We’ve been seeing exciting results. Our models make a clear distinction between cheating and normal behavior.
An important step before deploying a model is to choose a threshold. In other words, to define the point above which a prediction is considered a cheating occurrence. If our predictions range between 0 and 1, our first thought would be that the best boundary is 0.5, but that is rarely the case. In fact, there various criteria for choosing the best threshold. We prioritize a low false-positive rate, to minimize false accusations on legitimate players. This approach can, to a certain extent, compromise the model’s sensibility. However, given that our models have been making a good distinction between legitimate and fraudulent behavior, we can afford to do this and still detect cheaters.
There is still room for improvement, especially in creating simpler and more efficient methods for collecting correctly labeled data.

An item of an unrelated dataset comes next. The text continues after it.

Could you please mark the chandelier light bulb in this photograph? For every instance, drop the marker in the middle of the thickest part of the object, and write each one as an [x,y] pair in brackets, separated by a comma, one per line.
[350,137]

Deploying Models in Java with SpringBoot
After we have trained our models, we need to be able of serving them in communities with thousands or even millions of players. Since our backend is built with SpringBoot, we use the TensorFlow Java API.
An example of how we can load a TensorFlow model and make a prediction in Java with the data structure seen above (a multivariate time series with 10 features).
Loading up and using a TensorFlow model in Java is certainly more verbose and not as straightforward as in Python, but it gets the job done.
From a performance standpoint, response times have been ranging from 20–100ms when tested locally. Although these response times already satisfy our current requirements, we can still greatly reduce their cost with batch predictions.
All we can say for now is that this is a promising solution, as we still need to perform additional stress tests to investigate its limitations.
Wrapping it Up
One of our main goals is to create generic pipelines to explore as many approaches to behavior analysis as possible. We hope to create an increasingly autonomous system, making fewer and fewer assumptions regarding gameplay.
In this post, I’ve tried to showcase a particular research direction that we’ve been taking here at Anybrain, and some practical examples of how we’re tackling our challenges.
We would be glad to hear any thoughts or suggestions, as we believe that sharing knowledge and ideas is a major driving force of innovation.